Sacred Mysteries: Yes, minster: a new civic dignity for old churches

Rotherham Minster: a large and stately Yorkshire church
Rotherham Minster: a large and stately Yorkshire church - Ali Gordon / Alamy

I was enjoying a cup of coffee a few years ago in a patch of autumn sunshine outside Fitzwilliam and Hughes cafe (now the Ministry) on the corner of Church Street in Rotherham (a town named in a survey in 2022 as the unhappiest place in the country to live).

Some parents, the majority of them of Asian background, were taking photos of their grown-up children posing in mortar-boards, having attended a graduation ceremony in the mostly 15th-century parish church of All Saints, “one of the largest and stateliest churches in Yorkshire”, as Nikolaus Pevsner, the great architectural historian, put it.

It was a cheering contrast to nearby Corporation Street, where the Envy nightclub and shops beneath were damaged by fire in 2007 and the next-door Muskaan Indian restaurant was closed after a fire in 2011. They have lain ruinous and empty ever since, though I hear that the council has confirmed a compulsory purchase order to allow redevelopment.

What puzzled me was the sign outside All Saints proclaiming it as Rotherham Minster. This didn’t ring a bell, as Southwell Minster or Beverley Minster would.

It turned out that a few historic churches – 17 at the last count – have been designated minsters in the Church of England, with the conscious intention of recognising a wider role than looking after the immediate parishioners.

Most acquired the new title this century, though the first two were Dewsbury (1994) and Sunderland (1998).
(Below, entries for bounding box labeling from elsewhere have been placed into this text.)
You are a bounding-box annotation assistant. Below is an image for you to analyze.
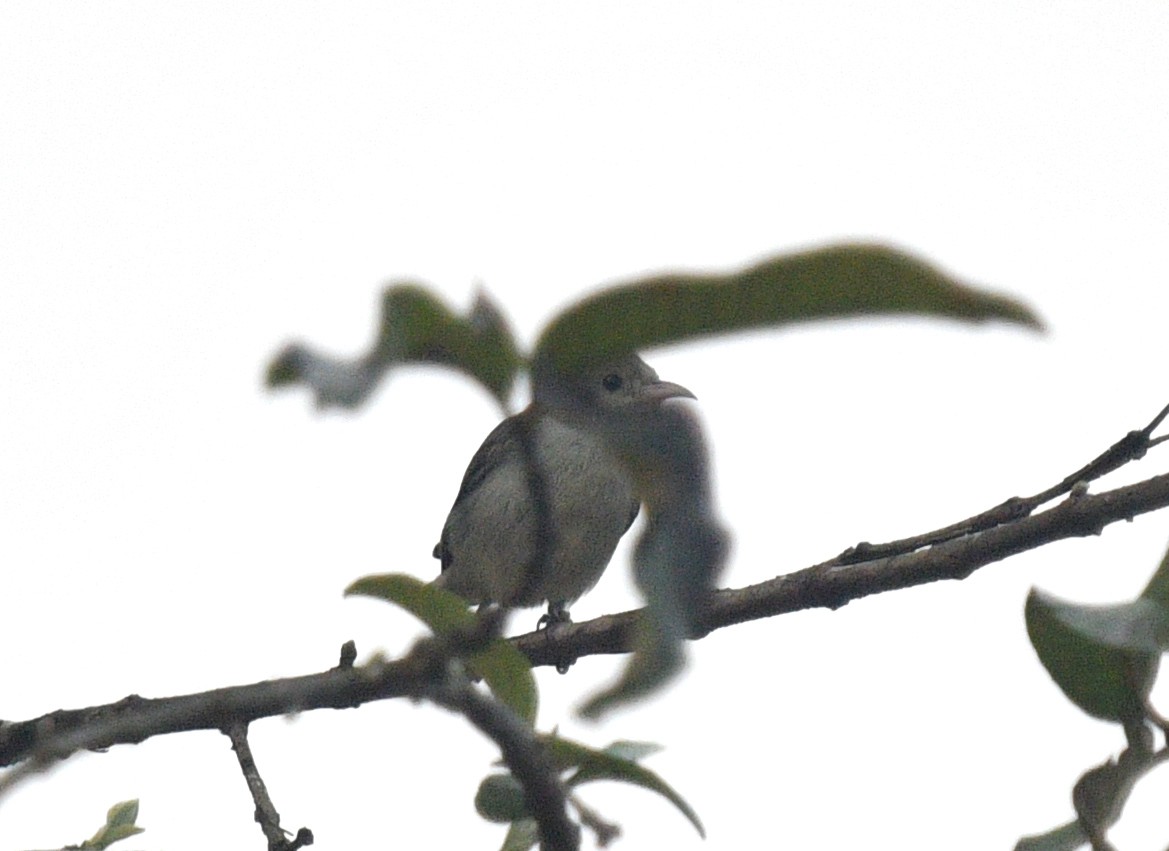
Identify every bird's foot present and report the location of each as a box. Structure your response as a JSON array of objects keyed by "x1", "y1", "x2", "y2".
[
  {"x1": 535, "y1": 603, "x2": 573, "y2": 631},
  {"x1": 535, "y1": 603, "x2": 576, "y2": 673}
]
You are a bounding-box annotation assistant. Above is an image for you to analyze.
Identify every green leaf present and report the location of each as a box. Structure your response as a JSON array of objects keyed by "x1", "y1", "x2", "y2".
[
  {"x1": 374, "y1": 284, "x2": 520, "y2": 403},
  {"x1": 1025, "y1": 589, "x2": 1169, "y2": 724},
  {"x1": 1015, "y1": 821, "x2": 1088, "y2": 851},
  {"x1": 475, "y1": 774, "x2": 528, "y2": 824},
  {"x1": 604, "y1": 739, "x2": 662, "y2": 762},
  {"x1": 265, "y1": 283, "x2": 521, "y2": 408},
  {"x1": 1141, "y1": 549, "x2": 1169, "y2": 608},
  {"x1": 105, "y1": 798, "x2": 138, "y2": 828},
  {"x1": 500, "y1": 818, "x2": 540, "y2": 851},
  {"x1": 82, "y1": 800, "x2": 144, "y2": 851},
  {"x1": 533, "y1": 243, "x2": 1043, "y2": 373},
  {"x1": 541, "y1": 736, "x2": 706, "y2": 838},
  {"x1": 345, "y1": 573, "x2": 539, "y2": 726}
]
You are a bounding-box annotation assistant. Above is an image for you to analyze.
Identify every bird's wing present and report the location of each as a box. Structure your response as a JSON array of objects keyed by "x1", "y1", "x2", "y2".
[
  {"x1": 621, "y1": 497, "x2": 642, "y2": 534},
  {"x1": 451, "y1": 411, "x2": 530, "y2": 510}
]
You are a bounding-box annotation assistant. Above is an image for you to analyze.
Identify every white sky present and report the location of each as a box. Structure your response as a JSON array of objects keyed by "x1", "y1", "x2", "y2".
[{"x1": 0, "y1": 0, "x2": 1169, "y2": 851}]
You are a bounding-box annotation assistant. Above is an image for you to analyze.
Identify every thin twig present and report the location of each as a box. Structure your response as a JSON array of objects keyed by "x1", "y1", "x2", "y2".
[
  {"x1": 0, "y1": 465, "x2": 1169, "y2": 788},
  {"x1": 521, "y1": 475, "x2": 1169, "y2": 665},
  {"x1": 829, "y1": 404, "x2": 1169, "y2": 565},
  {"x1": 223, "y1": 721, "x2": 312, "y2": 851},
  {"x1": 430, "y1": 677, "x2": 581, "y2": 851}
]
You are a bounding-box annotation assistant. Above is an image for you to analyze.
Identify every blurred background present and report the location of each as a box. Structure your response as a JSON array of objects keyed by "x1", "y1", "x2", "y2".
[{"x1": 0, "y1": 0, "x2": 1169, "y2": 851}]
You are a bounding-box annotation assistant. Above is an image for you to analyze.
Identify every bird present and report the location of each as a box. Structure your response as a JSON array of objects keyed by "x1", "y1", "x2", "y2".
[{"x1": 433, "y1": 354, "x2": 694, "y2": 627}]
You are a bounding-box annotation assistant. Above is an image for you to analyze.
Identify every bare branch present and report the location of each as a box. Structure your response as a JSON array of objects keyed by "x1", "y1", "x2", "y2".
[
  {"x1": 223, "y1": 721, "x2": 313, "y2": 851},
  {"x1": 0, "y1": 475, "x2": 1169, "y2": 808},
  {"x1": 513, "y1": 475, "x2": 1169, "y2": 665}
]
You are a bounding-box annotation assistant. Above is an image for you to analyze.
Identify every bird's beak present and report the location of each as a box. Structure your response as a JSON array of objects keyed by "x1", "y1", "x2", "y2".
[{"x1": 642, "y1": 381, "x2": 698, "y2": 402}]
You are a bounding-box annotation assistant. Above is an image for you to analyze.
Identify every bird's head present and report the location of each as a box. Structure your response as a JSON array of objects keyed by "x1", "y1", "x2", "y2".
[{"x1": 535, "y1": 354, "x2": 694, "y2": 416}]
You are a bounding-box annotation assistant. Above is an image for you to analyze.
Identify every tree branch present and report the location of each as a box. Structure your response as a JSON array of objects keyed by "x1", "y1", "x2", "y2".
[
  {"x1": 513, "y1": 475, "x2": 1169, "y2": 665},
  {"x1": 223, "y1": 721, "x2": 313, "y2": 851},
  {"x1": 0, "y1": 475, "x2": 1169, "y2": 787},
  {"x1": 429, "y1": 677, "x2": 581, "y2": 851}
]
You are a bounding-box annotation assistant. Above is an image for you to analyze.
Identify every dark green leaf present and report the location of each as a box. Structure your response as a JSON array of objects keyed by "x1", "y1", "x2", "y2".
[
  {"x1": 345, "y1": 573, "x2": 539, "y2": 725},
  {"x1": 475, "y1": 774, "x2": 528, "y2": 824},
  {"x1": 500, "y1": 818, "x2": 540, "y2": 851},
  {"x1": 1015, "y1": 821, "x2": 1088, "y2": 851},
  {"x1": 542, "y1": 736, "x2": 706, "y2": 838},
  {"x1": 1025, "y1": 589, "x2": 1169, "y2": 722},
  {"x1": 1141, "y1": 537, "x2": 1169, "y2": 603},
  {"x1": 534, "y1": 239, "x2": 1042, "y2": 373},
  {"x1": 267, "y1": 283, "x2": 520, "y2": 408}
]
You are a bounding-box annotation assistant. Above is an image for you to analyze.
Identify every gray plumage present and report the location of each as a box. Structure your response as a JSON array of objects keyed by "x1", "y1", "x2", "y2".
[{"x1": 434, "y1": 355, "x2": 692, "y2": 620}]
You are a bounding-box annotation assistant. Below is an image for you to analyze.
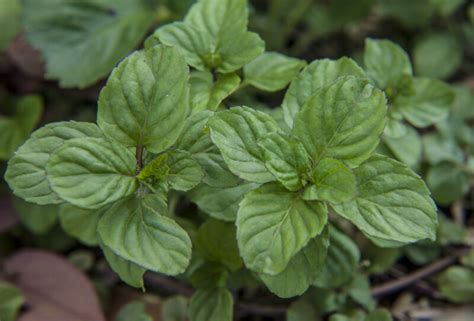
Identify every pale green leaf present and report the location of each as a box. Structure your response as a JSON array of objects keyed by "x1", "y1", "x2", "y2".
[
  {"x1": 189, "y1": 181, "x2": 259, "y2": 221},
  {"x1": 115, "y1": 301, "x2": 153, "y2": 321},
  {"x1": 438, "y1": 266, "x2": 474, "y2": 303},
  {"x1": 426, "y1": 162, "x2": 470, "y2": 205},
  {"x1": 413, "y1": 32, "x2": 463, "y2": 79},
  {"x1": 97, "y1": 45, "x2": 189, "y2": 153},
  {"x1": 393, "y1": 78, "x2": 454, "y2": 128},
  {"x1": 59, "y1": 203, "x2": 105, "y2": 246},
  {"x1": 189, "y1": 71, "x2": 240, "y2": 113},
  {"x1": 23, "y1": 0, "x2": 154, "y2": 88},
  {"x1": 303, "y1": 158, "x2": 357, "y2": 204},
  {"x1": 314, "y1": 226, "x2": 360, "y2": 289},
  {"x1": 0, "y1": 0, "x2": 22, "y2": 52},
  {"x1": 236, "y1": 183, "x2": 327, "y2": 275},
  {"x1": 5, "y1": 121, "x2": 103, "y2": 205},
  {"x1": 166, "y1": 150, "x2": 204, "y2": 191},
  {"x1": 46, "y1": 137, "x2": 138, "y2": 209},
  {"x1": 293, "y1": 77, "x2": 386, "y2": 166},
  {"x1": 364, "y1": 39, "x2": 413, "y2": 89},
  {"x1": 333, "y1": 155, "x2": 437, "y2": 243},
  {"x1": 258, "y1": 133, "x2": 311, "y2": 191},
  {"x1": 191, "y1": 262, "x2": 229, "y2": 289},
  {"x1": 100, "y1": 240, "x2": 146, "y2": 289},
  {"x1": 282, "y1": 57, "x2": 366, "y2": 128},
  {"x1": 0, "y1": 281, "x2": 25, "y2": 321},
  {"x1": 189, "y1": 288, "x2": 234, "y2": 321},
  {"x1": 260, "y1": 228, "x2": 329, "y2": 298},
  {"x1": 98, "y1": 195, "x2": 191, "y2": 275},
  {"x1": 154, "y1": 0, "x2": 265, "y2": 73},
  {"x1": 0, "y1": 95, "x2": 43, "y2": 160},
  {"x1": 196, "y1": 219, "x2": 242, "y2": 270},
  {"x1": 13, "y1": 197, "x2": 59, "y2": 234},
  {"x1": 244, "y1": 52, "x2": 306, "y2": 92},
  {"x1": 382, "y1": 126, "x2": 423, "y2": 168},
  {"x1": 209, "y1": 107, "x2": 278, "y2": 183}
]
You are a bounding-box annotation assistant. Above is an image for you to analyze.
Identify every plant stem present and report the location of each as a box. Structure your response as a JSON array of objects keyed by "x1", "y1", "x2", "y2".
[{"x1": 372, "y1": 249, "x2": 469, "y2": 298}]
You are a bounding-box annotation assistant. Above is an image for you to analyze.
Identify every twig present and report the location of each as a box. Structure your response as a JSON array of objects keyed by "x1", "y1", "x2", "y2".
[
  {"x1": 145, "y1": 273, "x2": 288, "y2": 316},
  {"x1": 372, "y1": 249, "x2": 467, "y2": 298},
  {"x1": 139, "y1": 248, "x2": 469, "y2": 316}
]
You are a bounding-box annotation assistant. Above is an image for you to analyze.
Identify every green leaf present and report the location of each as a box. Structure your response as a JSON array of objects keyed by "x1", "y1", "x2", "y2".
[
  {"x1": 258, "y1": 133, "x2": 311, "y2": 191},
  {"x1": 191, "y1": 262, "x2": 229, "y2": 289},
  {"x1": 137, "y1": 153, "x2": 170, "y2": 185},
  {"x1": 393, "y1": 78, "x2": 454, "y2": 128},
  {"x1": 413, "y1": 32, "x2": 463, "y2": 79},
  {"x1": 236, "y1": 183, "x2": 327, "y2": 275},
  {"x1": 189, "y1": 182, "x2": 259, "y2": 221},
  {"x1": 97, "y1": 46, "x2": 189, "y2": 153},
  {"x1": 303, "y1": 158, "x2": 357, "y2": 204},
  {"x1": 115, "y1": 301, "x2": 153, "y2": 321},
  {"x1": 189, "y1": 288, "x2": 234, "y2": 321},
  {"x1": 286, "y1": 300, "x2": 317, "y2": 321},
  {"x1": 260, "y1": 228, "x2": 329, "y2": 298},
  {"x1": 0, "y1": 95, "x2": 43, "y2": 160},
  {"x1": 189, "y1": 71, "x2": 240, "y2": 113},
  {"x1": 282, "y1": 57, "x2": 366, "y2": 128},
  {"x1": 46, "y1": 137, "x2": 138, "y2": 209},
  {"x1": 196, "y1": 219, "x2": 243, "y2": 270},
  {"x1": 364, "y1": 39, "x2": 413, "y2": 89},
  {"x1": 314, "y1": 226, "x2": 360, "y2": 289},
  {"x1": 5, "y1": 121, "x2": 103, "y2": 205},
  {"x1": 347, "y1": 274, "x2": 375, "y2": 311},
  {"x1": 362, "y1": 242, "x2": 401, "y2": 274},
  {"x1": 0, "y1": 281, "x2": 25, "y2": 321},
  {"x1": 166, "y1": 150, "x2": 204, "y2": 191},
  {"x1": 13, "y1": 197, "x2": 59, "y2": 234},
  {"x1": 383, "y1": 126, "x2": 423, "y2": 168},
  {"x1": 194, "y1": 151, "x2": 241, "y2": 188},
  {"x1": 23, "y1": 0, "x2": 154, "y2": 88},
  {"x1": 461, "y1": 249, "x2": 474, "y2": 268},
  {"x1": 98, "y1": 195, "x2": 191, "y2": 275},
  {"x1": 244, "y1": 52, "x2": 306, "y2": 92},
  {"x1": 438, "y1": 266, "x2": 474, "y2": 303},
  {"x1": 293, "y1": 77, "x2": 386, "y2": 166},
  {"x1": 403, "y1": 240, "x2": 441, "y2": 266},
  {"x1": 423, "y1": 132, "x2": 464, "y2": 165},
  {"x1": 0, "y1": 0, "x2": 22, "y2": 52},
  {"x1": 426, "y1": 162, "x2": 470, "y2": 205},
  {"x1": 176, "y1": 110, "x2": 214, "y2": 154},
  {"x1": 100, "y1": 243, "x2": 146, "y2": 289},
  {"x1": 154, "y1": 0, "x2": 265, "y2": 73},
  {"x1": 333, "y1": 155, "x2": 437, "y2": 243},
  {"x1": 209, "y1": 107, "x2": 278, "y2": 183},
  {"x1": 160, "y1": 295, "x2": 188, "y2": 321},
  {"x1": 59, "y1": 203, "x2": 106, "y2": 246}
]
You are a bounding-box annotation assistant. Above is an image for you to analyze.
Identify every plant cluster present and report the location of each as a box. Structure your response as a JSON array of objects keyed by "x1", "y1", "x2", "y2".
[{"x1": 0, "y1": 0, "x2": 474, "y2": 321}]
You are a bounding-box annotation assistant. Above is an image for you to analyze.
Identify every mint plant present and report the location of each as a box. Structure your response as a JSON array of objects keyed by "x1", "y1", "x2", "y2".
[{"x1": 1, "y1": 0, "x2": 453, "y2": 321}]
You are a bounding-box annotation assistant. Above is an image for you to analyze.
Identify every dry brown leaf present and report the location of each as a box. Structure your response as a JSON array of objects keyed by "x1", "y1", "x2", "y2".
[{"x1": 5, "y1": 249, "x2": 105, "y2": 321}]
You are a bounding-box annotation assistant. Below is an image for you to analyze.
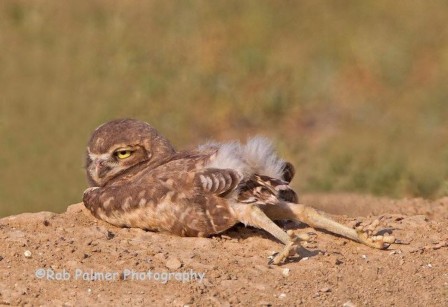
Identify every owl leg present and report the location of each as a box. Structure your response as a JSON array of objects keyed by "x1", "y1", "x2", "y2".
[
  {"x1": 263, "y1": 202, "x2": 395, "y2": 249},
  {"x1": 234, "y1": 204, "x2": 299, "y2": 264}
]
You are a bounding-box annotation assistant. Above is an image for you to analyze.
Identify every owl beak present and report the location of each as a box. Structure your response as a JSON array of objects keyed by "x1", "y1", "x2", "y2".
[{"x1": 94, "y1": 160, "x2": 110, "y2": 178}]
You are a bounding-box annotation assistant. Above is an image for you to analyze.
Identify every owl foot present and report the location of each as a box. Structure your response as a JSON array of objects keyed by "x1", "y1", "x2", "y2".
[
  {"x1": 355, "y1": 219, "x2": 396, "y2": 249},
  {"x1": 268, "y1": 231, "x2": 310, "y2": 265}
]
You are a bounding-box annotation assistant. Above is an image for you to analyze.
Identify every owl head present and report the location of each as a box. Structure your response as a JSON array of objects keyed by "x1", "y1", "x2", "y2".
[{"x1": 86, "y1": 119, "x2": 175, "y2": 187}]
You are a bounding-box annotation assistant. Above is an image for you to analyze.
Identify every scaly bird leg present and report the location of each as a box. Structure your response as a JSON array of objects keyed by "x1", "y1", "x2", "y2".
[
  {"x1": 263, "y1": 202, "x2": 395, "y2": 249},
  {"x1": 233, "y1": 204, "x2": 299, "y2": 264}
]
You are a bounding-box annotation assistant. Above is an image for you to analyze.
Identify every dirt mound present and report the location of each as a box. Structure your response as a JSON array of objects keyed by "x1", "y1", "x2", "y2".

Rotherham has been a minster since 2004, the third place to receive the revived title. That does not change its legal or ecclesiastical status.

The minsters that we used to recognise, half-consciously sometimes, had very ancient origins. Two great northern cathedrals, York and Lincoln, are called minsters. Westminster Abbey, dedicated to St Peter, was the counterpart of St Paul’s, seen as the east minster, though I’m not sure that the phrase “east minster” was applied to it.

Minsters derive their names from the Latin monasterium, “monastery”, but by the 8th century monasterium was being applied to great churches here or on the Continent that were not monasteries.

It is presumed now that pastoral care was organised before the Conquest largely by way of minster churches staffed by communities of clergy, whether priests not under vows or monks. Since the 1980s the historian John Blair has outlined the way these might have functioned. Westminster Abbey was a house of Benedictine monks. York Minster was a foundation of non-monastic canons.

At Southwell Minster, which looks like an ancient cathedral but became one only in 1884, nine beautiful houses survive nearby that belonged to the prebendaries who acted like the chapter of a cathedral. Southwell was suppressed as a collegiate church in 1540, though it was not a monastery. Surprisingly, under Elizabeth I a law was passed that provided for it to function as a collegiate church, its prebendaries supported by land attached to their prebendal livings.

This was just the sort of thing that in the reforming days of Queen Victoria the Ecclesiastical Commissioners hated. They ensured in 1841 that each prebend lapsed on the death of its holder, until the whole chapter became extinct on the death of Prebendary Thomas Shepherd, 32 years later.

Today’s minsters lack the benefits of a college of clergy. But perhaps the  status draws attention to overlooked churches such as Croydon Minster, where six Archbishops of Canterbury lie buried.